Toutes les choses parfaites de Duncan Macmillan met en vedette le comédien François-Simon Poirier dans le rôle d’un garçon qui tente de donner du bonheur à sa maman malade en lui parlant des belles choses de la vie.

La capacité de l’immense salle du théâtre Duceppe a été réduite, même chose pour la scène, question de créer plus d’intimité tout en respectant la distanciation physique. Le spectacle, d’une durée d’une heure dix, est à l’affiche jusqu’au 27 septembre. Signe des temps? Toutes les représentations en matinée sont à guichets fermés. Avec les jauges réduites, les salles se remplissent vite.

«Toutes les choses parfaites» de Duncan Macmillan met en vedette le comédien François-Simon Poirier. Photo: Facebook Théâtre Duceppe

À La Licorne

À La Licorne, il n’y a déjà plus de billets disponibles pour Je suis mixte de Mathieu Quesnel avec Yves Jacques, Benoit Mauffette et Navet Confit, présenté jusqu’au 26 septembre. Si vous habitez la région de Québec, Je suis mixte sera jouée avec la même distribution au théâtre Le Périscope du 1er au 10 octobre, et déjà deux séances sont complètes.

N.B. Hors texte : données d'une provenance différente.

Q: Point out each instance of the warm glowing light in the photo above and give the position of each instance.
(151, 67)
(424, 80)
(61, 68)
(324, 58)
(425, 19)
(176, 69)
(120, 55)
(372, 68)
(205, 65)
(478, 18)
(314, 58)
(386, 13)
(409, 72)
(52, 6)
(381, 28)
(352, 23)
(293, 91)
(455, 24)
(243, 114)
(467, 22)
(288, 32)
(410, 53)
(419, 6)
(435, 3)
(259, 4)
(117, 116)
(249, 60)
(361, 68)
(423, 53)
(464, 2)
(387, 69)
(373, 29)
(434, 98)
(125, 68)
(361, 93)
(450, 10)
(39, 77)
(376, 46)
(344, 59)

À La Licorne, il n’y a déjà plus de billets disponibles pour Je suis mixte de Mathieu Quesnel. Photo: Facebook Théâtre La Licorne et Théâtre de La Manufacture

Au Théâtre du Rideau Vert

Au Rideau Vert, les billets s’envolent aussi pour Adieu Monsieur Haffmann, une pièce de Jean-Philippe Daguerre couronnée de plusieurs prix Molière, mise en scène ici par l’infatigable Denise Filiatrault. La production commence le 29 septembre et déjà plusieurs supplémentaires ont été ajoutées, ce qui nous mène en novembre.

Au théâtre du Trident

À Québec, le théâtre du Trident, qui célèbre ses 50 ans d’existence, a eu l’idée de multiplier l’offre. La programmation, intitulée Les grandes retrouvailles, propose chaque jour quatre pièces d’un peu plus d’une heure. Deux à 18h30 et deux à 20h, notamment une reprise de la célèbre Sagouine d’Antonine Maillet avec Lorraine Côté.

Au Théâtre Français

Dans la région de l’Outaouais, c’est bien précautionneusement que le Théâtre Français du Centre national des arts renoue avec le public. Le projet Prologue(s) consiste en une série de microperformances théâtrales présentées dans des lieux publics et enregistrées pour diffusion ultérieure sur le web. Le Théâtre Français se cherchait cette semaine des spectateurs consentants pour interagir avec ses artistes lors des enregistrements, les 18 et 19 septembre.